# How do i boot from a USB/Flash drive?



## mc-dexter (Mar 21, 2009)

So it's in the title "How do i boot from a USB/Flash drive?"


----------



## psyko12 (Mar 21, 2009)

Check this out mate Boot on a Pendrive


----------



## mc-dexter (Mar 21, 2009)

Funny enough i've just found that page 

And i figured i should of thought about the title more it should of been "how do i make a bootable pen drive" or something, lol.

Is that right what i said, lol. i just want to be able to install my XP from a pen drive, lol.


----------



## psyko12 (Mar 21, 2009)

Ahh wait I've got a linky for that

Install xp from usb flash drive

Tried it on my friends lappy that has no dvd/cd drive and it works.


----------



## mc-dexter (Mar 21, 2009)

Seems an awful lot just to make an OS install from a pen drive. 

Think i'll get on it tomorrow when im more awake!


----------



## psyko12 (Mar 21, 2009)

Right  good luck and get some rest


----------



## mc-dexter (Mar 21, 2009)

Wouldn't someone be able to send me a pre-made image file for the pen drive?
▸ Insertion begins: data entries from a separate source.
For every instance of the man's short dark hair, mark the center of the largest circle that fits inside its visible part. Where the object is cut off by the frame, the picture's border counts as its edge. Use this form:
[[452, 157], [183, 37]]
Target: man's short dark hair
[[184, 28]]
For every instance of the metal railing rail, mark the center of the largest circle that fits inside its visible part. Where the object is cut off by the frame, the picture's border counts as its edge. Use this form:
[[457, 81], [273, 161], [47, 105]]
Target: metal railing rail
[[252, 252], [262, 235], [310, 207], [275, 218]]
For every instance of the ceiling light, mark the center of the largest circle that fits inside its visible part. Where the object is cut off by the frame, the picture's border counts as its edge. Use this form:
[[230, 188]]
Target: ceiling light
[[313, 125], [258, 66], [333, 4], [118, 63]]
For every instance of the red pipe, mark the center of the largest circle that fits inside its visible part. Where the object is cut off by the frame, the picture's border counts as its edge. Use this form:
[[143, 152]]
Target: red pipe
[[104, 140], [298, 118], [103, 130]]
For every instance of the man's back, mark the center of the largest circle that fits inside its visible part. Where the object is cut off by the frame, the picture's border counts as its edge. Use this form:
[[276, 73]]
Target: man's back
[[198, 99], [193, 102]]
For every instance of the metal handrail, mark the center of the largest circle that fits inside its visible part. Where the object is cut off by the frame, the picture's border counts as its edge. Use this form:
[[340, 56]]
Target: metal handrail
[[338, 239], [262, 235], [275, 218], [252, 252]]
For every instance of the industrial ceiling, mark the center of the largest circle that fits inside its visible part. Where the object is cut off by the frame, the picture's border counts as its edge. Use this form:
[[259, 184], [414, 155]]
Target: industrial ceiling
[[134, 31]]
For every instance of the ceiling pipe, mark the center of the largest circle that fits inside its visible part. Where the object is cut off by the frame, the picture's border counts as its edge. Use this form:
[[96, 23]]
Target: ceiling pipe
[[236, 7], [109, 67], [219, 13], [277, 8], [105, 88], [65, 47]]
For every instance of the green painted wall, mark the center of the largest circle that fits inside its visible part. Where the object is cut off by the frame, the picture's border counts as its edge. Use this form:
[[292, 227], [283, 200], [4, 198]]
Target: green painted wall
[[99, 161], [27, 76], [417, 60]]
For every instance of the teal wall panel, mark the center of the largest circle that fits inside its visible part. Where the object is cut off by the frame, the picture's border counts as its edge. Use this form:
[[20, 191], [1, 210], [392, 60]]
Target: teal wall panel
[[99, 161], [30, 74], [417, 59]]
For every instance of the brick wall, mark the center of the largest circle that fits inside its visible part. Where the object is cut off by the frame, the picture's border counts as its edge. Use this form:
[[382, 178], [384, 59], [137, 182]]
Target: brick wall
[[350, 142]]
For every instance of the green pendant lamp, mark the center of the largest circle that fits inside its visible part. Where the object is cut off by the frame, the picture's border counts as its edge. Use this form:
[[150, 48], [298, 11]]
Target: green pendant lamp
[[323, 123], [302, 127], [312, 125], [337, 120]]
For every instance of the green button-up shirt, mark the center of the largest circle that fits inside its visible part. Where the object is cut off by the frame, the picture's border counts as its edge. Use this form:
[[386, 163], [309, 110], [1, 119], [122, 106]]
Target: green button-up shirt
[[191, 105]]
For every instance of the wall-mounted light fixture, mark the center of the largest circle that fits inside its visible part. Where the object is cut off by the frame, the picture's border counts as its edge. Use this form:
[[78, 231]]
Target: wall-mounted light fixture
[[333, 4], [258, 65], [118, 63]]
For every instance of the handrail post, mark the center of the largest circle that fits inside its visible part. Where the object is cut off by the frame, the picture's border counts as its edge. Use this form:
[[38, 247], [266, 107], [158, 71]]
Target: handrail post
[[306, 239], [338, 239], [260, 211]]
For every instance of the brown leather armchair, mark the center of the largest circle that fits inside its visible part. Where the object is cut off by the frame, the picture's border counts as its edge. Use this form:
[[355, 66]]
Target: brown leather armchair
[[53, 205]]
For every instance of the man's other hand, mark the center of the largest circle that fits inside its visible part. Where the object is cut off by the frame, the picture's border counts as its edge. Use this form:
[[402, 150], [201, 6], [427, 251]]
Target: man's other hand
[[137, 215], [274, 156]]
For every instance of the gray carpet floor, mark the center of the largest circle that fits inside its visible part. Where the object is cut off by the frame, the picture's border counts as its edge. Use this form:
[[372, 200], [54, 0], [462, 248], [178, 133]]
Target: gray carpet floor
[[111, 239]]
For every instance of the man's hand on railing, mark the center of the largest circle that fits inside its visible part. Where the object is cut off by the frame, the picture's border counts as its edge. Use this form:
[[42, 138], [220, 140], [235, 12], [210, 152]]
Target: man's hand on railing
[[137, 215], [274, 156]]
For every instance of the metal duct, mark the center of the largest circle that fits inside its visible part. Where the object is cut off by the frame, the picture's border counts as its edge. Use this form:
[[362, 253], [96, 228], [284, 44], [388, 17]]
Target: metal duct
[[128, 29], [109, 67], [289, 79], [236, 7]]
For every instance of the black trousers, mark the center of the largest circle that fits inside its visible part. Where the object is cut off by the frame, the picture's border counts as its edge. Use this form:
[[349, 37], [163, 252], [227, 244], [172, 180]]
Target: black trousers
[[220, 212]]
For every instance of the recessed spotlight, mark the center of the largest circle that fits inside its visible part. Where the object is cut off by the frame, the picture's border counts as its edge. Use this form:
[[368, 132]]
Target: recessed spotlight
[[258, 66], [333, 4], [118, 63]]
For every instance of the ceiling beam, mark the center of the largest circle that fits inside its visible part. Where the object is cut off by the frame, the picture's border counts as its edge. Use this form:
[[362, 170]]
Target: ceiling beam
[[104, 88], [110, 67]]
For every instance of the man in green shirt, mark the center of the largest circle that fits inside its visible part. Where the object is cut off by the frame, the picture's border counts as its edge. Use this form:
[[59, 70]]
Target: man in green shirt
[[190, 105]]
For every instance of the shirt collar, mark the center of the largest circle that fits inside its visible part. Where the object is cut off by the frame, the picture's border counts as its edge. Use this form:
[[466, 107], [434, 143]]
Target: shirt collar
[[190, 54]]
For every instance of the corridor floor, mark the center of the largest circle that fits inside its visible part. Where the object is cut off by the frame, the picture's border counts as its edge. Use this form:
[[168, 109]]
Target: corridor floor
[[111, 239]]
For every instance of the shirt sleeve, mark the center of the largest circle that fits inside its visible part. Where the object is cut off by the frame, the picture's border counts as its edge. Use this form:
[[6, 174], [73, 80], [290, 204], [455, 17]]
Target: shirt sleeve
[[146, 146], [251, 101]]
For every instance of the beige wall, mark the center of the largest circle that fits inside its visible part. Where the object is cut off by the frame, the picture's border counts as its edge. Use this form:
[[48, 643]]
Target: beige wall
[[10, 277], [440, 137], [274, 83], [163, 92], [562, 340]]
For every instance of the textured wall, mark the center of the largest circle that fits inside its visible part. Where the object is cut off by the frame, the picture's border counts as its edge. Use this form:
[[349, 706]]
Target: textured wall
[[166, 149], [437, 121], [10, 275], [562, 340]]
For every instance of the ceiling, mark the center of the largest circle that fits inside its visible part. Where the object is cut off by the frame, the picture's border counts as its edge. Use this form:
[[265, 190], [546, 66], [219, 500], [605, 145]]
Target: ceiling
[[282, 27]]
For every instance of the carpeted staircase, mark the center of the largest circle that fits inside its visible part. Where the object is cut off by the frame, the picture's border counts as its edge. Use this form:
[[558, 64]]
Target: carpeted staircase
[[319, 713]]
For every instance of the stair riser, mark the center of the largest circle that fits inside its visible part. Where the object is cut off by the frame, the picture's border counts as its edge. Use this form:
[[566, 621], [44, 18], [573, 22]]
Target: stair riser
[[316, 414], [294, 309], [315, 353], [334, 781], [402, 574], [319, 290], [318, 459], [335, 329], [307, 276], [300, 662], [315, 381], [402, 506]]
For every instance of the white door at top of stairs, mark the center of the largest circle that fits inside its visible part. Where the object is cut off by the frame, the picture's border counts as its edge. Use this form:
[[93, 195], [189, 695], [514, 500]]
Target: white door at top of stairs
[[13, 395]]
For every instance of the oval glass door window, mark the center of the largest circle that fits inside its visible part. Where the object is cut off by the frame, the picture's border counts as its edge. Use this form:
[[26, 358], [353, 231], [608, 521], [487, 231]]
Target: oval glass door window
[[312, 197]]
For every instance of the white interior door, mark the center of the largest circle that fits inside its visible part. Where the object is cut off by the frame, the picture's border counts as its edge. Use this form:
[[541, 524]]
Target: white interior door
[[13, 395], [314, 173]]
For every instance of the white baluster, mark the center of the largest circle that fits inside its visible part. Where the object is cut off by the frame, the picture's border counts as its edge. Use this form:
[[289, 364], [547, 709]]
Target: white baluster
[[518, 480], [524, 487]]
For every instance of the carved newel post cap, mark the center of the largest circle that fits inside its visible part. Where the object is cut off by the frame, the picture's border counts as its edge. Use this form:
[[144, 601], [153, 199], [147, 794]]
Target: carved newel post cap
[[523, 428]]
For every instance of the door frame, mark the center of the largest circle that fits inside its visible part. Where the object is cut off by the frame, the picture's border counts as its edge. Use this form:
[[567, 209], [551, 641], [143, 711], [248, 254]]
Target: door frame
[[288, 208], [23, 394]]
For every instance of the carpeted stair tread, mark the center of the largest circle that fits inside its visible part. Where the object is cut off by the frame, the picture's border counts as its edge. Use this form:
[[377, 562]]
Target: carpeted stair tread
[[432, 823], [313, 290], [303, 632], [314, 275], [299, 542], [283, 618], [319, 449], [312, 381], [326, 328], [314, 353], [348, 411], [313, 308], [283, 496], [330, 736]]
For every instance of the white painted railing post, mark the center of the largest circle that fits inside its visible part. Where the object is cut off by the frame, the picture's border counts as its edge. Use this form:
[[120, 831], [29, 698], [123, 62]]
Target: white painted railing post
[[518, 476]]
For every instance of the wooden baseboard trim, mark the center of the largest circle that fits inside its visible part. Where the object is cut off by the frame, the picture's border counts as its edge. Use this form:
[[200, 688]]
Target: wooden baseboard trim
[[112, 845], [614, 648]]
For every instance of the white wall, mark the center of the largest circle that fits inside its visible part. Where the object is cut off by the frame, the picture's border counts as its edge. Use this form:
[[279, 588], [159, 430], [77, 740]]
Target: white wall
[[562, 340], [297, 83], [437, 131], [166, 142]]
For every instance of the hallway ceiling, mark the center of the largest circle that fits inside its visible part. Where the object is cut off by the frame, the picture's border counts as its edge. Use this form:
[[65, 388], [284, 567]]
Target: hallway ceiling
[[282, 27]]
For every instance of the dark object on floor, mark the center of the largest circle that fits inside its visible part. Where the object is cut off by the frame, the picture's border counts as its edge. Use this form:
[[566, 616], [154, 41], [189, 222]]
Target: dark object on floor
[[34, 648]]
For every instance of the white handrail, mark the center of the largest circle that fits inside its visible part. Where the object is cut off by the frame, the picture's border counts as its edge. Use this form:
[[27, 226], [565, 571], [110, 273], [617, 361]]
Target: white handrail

I could always put the OS on myself then?


----------



## Mussels (Mar 21, 2009)

XP doesnt really work on flash drives, its complicated because it reboots too many times, and drive letters can change.

Vista and 7 its a hell of a lot easier - you're really just copying the files from the DVD to the flash drive.
I always instsall my OS's from a flash drive these days, saves disks.


----------